There was a supporting affidavit sworn by David Swao who described himself as the Applicant’s Senior Legal Counsel.
The respondent herein EVANS ENDUSA ONZERE filed a suit in the superior court seeking judgment against the applicant for compensation for loss of office and/or redundancy pay, terminal dues and damages for unfair dismissal. The respondent also asked for the costs of the suit plus interest.
The applicant filed a defence denying what was stated in the plaint and stating that there was re-organization of the bank in which the bank introduced amongst other regulations an Internal Job Advertisement Regulation which were comprehensive and they affected the respondent who was then fully paid pursuant to the new terms of re-organization.
The dispute went for full hearing before the superior court (Sitati, J.) who entered judgment in favour of the respondent in the sum of K.Shs.6,104,050/=.
Being aggrieved by the said judgment the applicant, through its advocates filed a notice of appeal which gave rise to this application which came up for hearing before us on 23rd October, 2008. Mr. Chacha Odera appeared for the applicant, while Mr. P.S. Kisaka appeared for the respondent.
In a brief submission Mr. Odera, correctly pointed out that it was upon the applicant to show that it had an arguable appeal. His main argument was that the amount for which the respondent sued had been paid to him. It was Mr. Odera’s contention that the respondent had no means to repay the decretal amount in the event that a stay is refused and the intended appeal eventually succeeds.
In opposing the application, Mr. Kisaka submitted that his client’s claim in the superior court was based on early retirement. As regards payment made by the applicant to his client, Mr. Kisaka pointed out that the respondent did not sign for it. Mr. Kisaka further submitted that the intended appeal was frivolous in that there was no evidence led by the applicant to show that it had settled the respondent’s claim.
Although we are not dealing with the appeal it may be necessary to consider what the respondent said when being cross-examined in the superior court. On being cross-examined the respondent is recorded as stating as follows:-
“It is true I did not sign this document. I am not demanding same amounts. I am also claiming for redundancy pay which is 1½ months salary for any completed year of service which amounts to 5,482,224/=.
In the offer of 3/09/2002, the offer was 5,542,968/=. I agree the difference between the two figures is about 60,000/= more than what I have claimed. Yes I was in debt to the bank 1,777,963/15. There was also a house extension loan 235,770/65. Yes there was a personal loan but cannot remember exact amount. I do not dispute the amounts. Yes, the bank was ready to give me 25% discount on the 1,777,963/15 which is 444,491/=.

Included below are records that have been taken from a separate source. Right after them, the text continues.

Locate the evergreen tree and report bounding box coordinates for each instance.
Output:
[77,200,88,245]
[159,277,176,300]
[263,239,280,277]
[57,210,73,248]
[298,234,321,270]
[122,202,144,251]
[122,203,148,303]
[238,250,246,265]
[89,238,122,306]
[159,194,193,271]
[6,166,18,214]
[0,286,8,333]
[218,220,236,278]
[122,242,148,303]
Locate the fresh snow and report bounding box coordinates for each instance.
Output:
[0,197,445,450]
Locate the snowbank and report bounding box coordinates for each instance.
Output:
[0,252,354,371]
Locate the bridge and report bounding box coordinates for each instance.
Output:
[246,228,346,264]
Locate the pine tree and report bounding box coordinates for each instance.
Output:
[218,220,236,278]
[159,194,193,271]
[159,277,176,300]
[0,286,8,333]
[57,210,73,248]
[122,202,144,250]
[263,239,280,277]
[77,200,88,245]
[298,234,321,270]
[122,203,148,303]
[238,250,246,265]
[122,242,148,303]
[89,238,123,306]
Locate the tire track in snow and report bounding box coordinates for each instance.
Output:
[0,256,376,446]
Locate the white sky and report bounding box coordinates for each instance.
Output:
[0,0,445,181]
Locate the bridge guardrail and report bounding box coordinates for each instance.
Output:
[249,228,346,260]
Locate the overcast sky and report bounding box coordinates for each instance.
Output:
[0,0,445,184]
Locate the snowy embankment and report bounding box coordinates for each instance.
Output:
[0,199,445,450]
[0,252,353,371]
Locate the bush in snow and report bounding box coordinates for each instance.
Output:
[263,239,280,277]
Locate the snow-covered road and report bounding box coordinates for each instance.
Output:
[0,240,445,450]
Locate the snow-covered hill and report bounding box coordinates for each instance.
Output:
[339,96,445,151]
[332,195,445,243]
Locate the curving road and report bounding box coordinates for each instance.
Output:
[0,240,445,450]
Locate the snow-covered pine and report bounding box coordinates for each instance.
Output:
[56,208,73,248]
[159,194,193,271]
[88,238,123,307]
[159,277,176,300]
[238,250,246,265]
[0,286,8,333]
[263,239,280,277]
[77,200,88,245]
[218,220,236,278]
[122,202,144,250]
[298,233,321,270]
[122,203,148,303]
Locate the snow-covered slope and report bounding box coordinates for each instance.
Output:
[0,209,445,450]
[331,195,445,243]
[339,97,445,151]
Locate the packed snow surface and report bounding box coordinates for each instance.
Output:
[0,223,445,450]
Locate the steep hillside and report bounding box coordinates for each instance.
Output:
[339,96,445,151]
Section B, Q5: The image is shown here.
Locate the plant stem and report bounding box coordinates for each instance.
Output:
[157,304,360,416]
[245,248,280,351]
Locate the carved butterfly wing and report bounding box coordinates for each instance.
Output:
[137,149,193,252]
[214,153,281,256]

Yes, I can see the net amount offered by the bank 2,808,999/15. Yes the amount was deposited at my account.
I agree that the only issues outstanding are the leave days for 2002 and the 2 days worked in September 2002. ”

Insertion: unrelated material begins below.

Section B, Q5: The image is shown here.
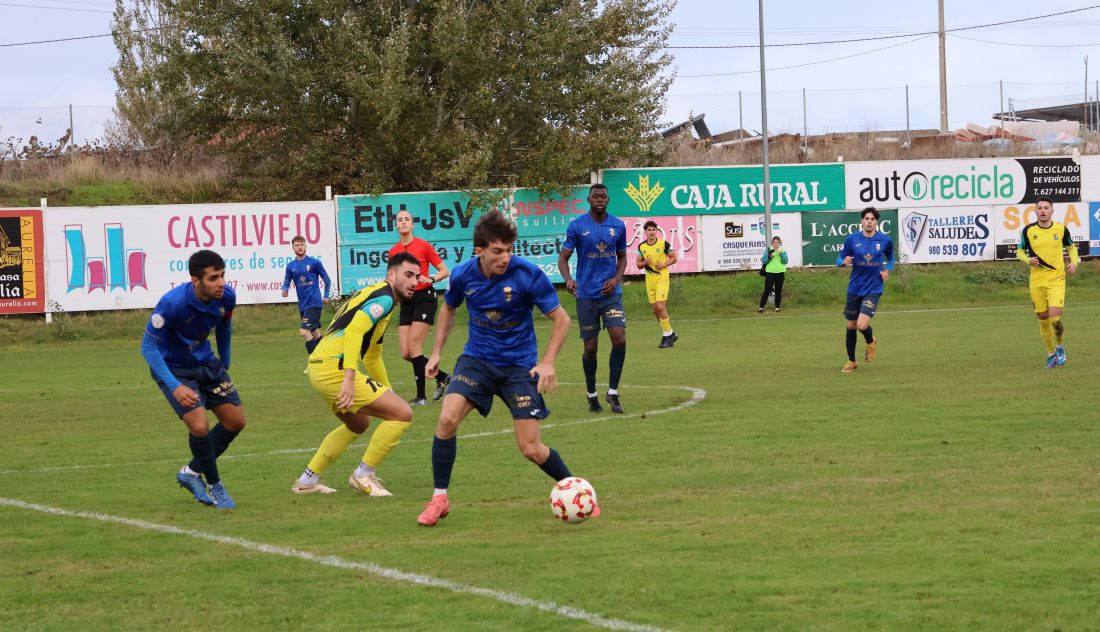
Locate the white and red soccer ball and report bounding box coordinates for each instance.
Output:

This application, as already stated, was brought under rule 5(2)(b) of this Court’s Rules. The jurisdiction exercisable by this Court under that rule is now well settled. It is original and discretional. For an applicant to succeed, it must satisfy the twin guiding principles, first, that the intended appeal is arguable that is that it is not frivolous and second, that unless a stay is granted, the appeal or as in this case, the intended appeal, if it eventually succeeds, will be rendered nugatory – see GITHUNGURI V. JIMBA CREDIT CORPORATION LTD. (No.2) (1988) KLR 838 and RELIANCE BANK LIMITED (In Liquidation) V. NORLAKE INVESTMENTS LIMITED [2002] 1 E.A. 218.
The issue now is whether the applicant has satisfied the twin principles governing an application of this nature. The facts as already demonstrated are not seriously disputed. The respondent has obtained a judgment in the sum of about Shs.6 million. He is, of course entitled to the fruits of that judgment. The applicant on the other hand is challenging the findings of the learned Judge and intends to file an appeal against that judgment. But in the meantime, the applicant fears that if this money is paid over to the respondent it might be beyond its reach in event that the intended appeal succeeds. The respondent has, in a replying affidavit, attempted to show that he is not a poor man. He has a residential house in Ngong valued at more that Shs.12,000,000/= and a piece of land described as Nyangori/Hamisi B/915 valued at K.Shs.2,500,000/=. Mr. Odera complained that apart from mere statements that the respondent has these assets there were no valuation reports to support what the respondent asserts in his replying affidavit.
Having considered the respective positions of the parties to this dispute, we are of the view that the intended appeal is arguable, and we also think that the fear expressed by the applicant is reasonable.
In the result we grant the application as prayed. There shall be a stay of execution of the judgment and the decree of the superior court dated 26th September, 2008 and all other consequential orders thereto until the determination of the intended appeal. The costs of this motion shall be in the intended appeal.
Dated and delivered at NAIROBI this 21st day of November, 2008.
E.O. O’KUBASU
…………………
JUDGE OF APPEAL
J.W. ONYANGO OTIENO
………………….
JUDGE OF APPEAL
J. ALUOCH
…………………………..
JUDGE OF APPEAL
I certify that this is a true copy of the original.